Most automated trading systems have a number of embedded parameters such as the lookback periods, entry and exit thresholds, etc. This is like the moving average crossover system or any of the systems that rely on some kind of data window for calculations. For example, if I use a fast and slow exponential filter for an MA crossover system, then I need to figure out the best time values for each of these filters.

Finding these parameters can be difficult because there's only one history from the traded security. A single currency might have 200 million ticks or 2 million 1 minute data points. This is only one scenario of what could have happened and represents multiple trends and turning points in an evolving series. If I want to really pick parameters that would be best, it seems like I would want to use multiple samples to reduce overfitting. It's possible to use hold out data, but it seems like it would be better to use bootstrapping to get additional histories to optimize on.

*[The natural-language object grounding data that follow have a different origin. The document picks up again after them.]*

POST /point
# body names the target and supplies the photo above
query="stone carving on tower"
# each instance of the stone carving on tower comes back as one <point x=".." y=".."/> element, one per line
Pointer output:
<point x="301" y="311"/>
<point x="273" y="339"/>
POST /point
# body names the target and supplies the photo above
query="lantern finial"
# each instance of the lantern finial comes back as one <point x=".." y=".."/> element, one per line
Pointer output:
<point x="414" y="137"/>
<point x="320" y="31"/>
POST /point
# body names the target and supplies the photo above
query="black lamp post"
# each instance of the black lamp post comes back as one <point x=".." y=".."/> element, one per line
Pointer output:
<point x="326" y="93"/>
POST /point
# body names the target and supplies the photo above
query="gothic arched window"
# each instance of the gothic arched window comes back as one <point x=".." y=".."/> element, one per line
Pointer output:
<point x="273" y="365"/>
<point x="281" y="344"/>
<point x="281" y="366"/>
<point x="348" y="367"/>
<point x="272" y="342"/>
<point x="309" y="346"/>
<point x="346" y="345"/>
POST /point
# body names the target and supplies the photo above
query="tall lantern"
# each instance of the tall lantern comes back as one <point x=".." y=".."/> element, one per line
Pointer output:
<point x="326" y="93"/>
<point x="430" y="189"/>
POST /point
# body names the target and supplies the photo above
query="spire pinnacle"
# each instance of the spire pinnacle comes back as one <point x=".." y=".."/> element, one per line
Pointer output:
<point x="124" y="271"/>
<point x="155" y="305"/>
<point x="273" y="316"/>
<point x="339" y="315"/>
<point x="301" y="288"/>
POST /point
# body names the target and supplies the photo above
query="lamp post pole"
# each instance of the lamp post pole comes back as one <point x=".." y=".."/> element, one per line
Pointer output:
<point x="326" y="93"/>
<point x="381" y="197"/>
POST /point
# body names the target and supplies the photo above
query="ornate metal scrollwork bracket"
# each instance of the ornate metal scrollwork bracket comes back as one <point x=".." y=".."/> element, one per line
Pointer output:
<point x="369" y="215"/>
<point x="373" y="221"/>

Is there a problem using block, moving block or other bootstrap methods to find the optimal trading parameters or blackbox parameters? Seems like a good idea. What are the most effective bootstrap methods for nonstationary, evolving dependent time series?

Thanks in advance

  • $\begingroup$ If you could express your question in simple terms then I may want to help out if can. The current format sounds incredibly complex and honestly speaking I do not follow at all. $\endgroup$ – Matt May 30 '13 at 10:39
  • $\begingroup$ Hi Matt. I updated the question. Sorry the first version was unclear. It's my first question on the stack. $\endgroup$ – Amir Sani May 31 '13 at 8:18


Here couple points how I would proceed:

  • I would first look to divide your time series into different clusters, enough so that different market dynamics fall into different clusters.

  • I guess you will not be trading a single asset and thus you will not just optimize over a single stock or options contract. I would strongly try to discourage from optimizing parameters over each individual asset but instead over a set of assets. Do not derive an optimized parameter set for Google and another for MS, for example because most likely will you overfit.

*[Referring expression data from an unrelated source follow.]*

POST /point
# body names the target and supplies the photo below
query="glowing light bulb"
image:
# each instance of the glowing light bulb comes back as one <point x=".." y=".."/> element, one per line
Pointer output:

  • I would start with first splitting the data into training data and then data you test your optimizations on in the end.

  • Then I would proceed with bucketing time series by dates (months, years or whatever you chose) and then optimize each bucket separately and then run statistical tests on the stability of your optimized parameters across buckets.

  • Also compare your strategy results between buckets with one parameter set and derive how stable the outcomes are. In the end you should run statistical tests over the data not used for optimizations.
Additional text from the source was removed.